My biggest setback was stopping at a Quizznos Sub shop in Bastrop and being confronted with the frigid air conditioning. I was drenched with sweat and, for some reason, almost feinted as I was waiting in the long line to put in my order. I downed a Gatoraide in the line and another with my sandwich. But I had to sit down a couple times, as I was afraid I’d find myself sprawling on the floor.
When I next stopped for a cold refreshment at a Subway (in Smithville), I bought my soda and went outside and sat in a shady spot. It was hot, but there was a nice breeze. I did fine. Except that I had ordered a large drink, and it came in this huge plastic cup. I didn’t react quickly enough when I saw her grab the cup. Should have gotten the medium—which I think used paper! I lingered there over a phone conversation with Jerelyn for probably close to an hour, enjoying the rest—then biked the last dozen or so miles to Brad’s house.
So here I am at The Bugle Boy. If you’re ever in this area, check it out! They have concerts most Fridays and Saturdays and some other evenings.
Remarkably, in her opening remarks, Lane Gossnay recognized me as a special guest who had biked here from San Diego. She even plugged my blog (giving the Web address) and mentioned my work with green building! That led to an interesting conversation with someone during the intermission.

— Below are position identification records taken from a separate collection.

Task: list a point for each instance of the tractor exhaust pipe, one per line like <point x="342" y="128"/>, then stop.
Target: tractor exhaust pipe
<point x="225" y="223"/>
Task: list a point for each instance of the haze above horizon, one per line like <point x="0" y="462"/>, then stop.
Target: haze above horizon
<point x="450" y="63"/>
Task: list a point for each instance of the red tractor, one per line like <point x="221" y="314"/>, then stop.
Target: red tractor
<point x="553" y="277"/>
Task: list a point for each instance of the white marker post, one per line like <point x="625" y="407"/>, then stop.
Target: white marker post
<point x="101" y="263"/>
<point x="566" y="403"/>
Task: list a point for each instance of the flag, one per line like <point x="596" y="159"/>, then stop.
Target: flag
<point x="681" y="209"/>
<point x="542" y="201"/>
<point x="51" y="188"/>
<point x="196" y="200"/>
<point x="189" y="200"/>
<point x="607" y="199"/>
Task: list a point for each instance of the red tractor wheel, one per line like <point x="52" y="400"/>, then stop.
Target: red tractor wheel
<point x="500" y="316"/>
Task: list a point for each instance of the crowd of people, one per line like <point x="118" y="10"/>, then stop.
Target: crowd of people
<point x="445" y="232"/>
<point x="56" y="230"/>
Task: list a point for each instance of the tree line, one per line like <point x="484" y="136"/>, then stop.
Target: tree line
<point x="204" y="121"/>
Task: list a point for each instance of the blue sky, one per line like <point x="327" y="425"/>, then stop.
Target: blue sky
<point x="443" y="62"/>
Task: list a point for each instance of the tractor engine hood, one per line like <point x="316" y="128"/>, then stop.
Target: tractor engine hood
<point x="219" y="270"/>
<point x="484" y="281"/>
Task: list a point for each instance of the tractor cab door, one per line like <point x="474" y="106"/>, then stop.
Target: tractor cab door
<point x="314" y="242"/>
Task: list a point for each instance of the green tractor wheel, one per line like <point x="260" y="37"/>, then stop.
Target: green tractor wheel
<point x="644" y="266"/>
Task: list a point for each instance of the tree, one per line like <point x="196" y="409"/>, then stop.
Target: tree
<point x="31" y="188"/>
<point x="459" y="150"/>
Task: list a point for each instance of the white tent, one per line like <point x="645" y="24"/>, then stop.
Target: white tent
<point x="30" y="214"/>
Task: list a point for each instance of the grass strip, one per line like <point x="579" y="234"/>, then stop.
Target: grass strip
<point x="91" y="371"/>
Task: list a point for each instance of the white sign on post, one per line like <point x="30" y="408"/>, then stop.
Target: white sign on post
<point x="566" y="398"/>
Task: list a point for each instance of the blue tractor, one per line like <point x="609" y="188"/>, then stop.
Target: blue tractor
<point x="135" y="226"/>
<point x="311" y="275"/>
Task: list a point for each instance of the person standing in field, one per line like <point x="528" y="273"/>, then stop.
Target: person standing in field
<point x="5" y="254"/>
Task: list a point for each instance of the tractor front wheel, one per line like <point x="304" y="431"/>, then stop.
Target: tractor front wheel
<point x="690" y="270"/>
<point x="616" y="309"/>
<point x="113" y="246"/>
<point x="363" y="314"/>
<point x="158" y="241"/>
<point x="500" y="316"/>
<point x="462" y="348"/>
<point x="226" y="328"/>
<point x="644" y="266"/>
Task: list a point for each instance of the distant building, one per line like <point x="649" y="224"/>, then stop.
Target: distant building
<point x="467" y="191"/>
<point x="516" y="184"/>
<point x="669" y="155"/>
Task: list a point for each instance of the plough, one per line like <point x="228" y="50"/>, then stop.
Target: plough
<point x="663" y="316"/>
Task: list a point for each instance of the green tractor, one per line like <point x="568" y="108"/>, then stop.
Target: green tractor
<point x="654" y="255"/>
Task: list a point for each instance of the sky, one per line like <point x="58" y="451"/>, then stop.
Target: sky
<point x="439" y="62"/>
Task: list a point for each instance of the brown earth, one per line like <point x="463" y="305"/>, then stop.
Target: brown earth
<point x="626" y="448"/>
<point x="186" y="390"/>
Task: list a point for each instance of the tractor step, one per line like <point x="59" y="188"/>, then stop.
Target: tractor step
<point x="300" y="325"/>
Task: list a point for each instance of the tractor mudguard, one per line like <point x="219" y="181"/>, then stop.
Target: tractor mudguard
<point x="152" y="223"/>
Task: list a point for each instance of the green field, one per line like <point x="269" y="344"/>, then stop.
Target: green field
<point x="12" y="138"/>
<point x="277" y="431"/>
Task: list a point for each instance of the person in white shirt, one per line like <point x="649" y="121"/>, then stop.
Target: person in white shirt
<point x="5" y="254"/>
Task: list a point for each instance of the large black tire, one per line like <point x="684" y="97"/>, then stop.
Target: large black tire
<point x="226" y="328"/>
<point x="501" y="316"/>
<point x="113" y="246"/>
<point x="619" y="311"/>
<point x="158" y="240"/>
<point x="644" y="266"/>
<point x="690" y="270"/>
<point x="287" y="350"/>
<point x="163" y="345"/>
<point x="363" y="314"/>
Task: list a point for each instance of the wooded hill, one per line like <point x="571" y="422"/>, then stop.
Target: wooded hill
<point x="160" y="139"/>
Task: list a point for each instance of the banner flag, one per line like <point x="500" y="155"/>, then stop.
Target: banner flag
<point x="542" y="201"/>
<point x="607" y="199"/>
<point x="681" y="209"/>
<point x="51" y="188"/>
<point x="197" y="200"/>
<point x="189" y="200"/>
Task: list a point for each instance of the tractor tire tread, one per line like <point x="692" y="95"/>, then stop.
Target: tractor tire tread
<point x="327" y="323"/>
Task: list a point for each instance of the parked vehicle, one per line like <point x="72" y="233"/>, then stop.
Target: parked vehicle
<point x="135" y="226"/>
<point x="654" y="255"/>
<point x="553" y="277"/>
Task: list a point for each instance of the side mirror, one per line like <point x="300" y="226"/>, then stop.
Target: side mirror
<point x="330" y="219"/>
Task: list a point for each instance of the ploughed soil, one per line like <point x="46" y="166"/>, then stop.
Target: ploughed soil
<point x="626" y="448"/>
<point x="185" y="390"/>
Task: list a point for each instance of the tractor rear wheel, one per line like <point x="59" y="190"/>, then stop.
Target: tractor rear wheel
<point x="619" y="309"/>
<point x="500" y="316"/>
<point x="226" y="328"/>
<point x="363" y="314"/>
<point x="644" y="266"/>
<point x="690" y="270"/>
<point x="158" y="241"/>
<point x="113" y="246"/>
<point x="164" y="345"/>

During the first half of the show this evening, I had a fantastic milkshake—the cure for a long day of biking—and I’m now enjoying a Shiner Bock (probably my favorite Texas beer). Quite a place. It has theater-style seating, each seat with a bottle or can holder! And the revenue helps support the nonprofit Bugle Boy Foundation—which makes the venue work.
I’ve been sitting in the back of the room, typing discretely, so don’t feel too badly about it. The music is great! Definitely a first for my blogging—to write with amazing music being performed a few tens of feet away. Thanks so much for the suggestion and connection, Kim and Alex!
But I am tired and ready for bed!
I’m also leaning toward heading down Houston in a couple days to wind down the biking phase of my sabbatical. I’m missing the Vermont spring–and there are so many other things I want to do during my eight months away from BuildingGreen!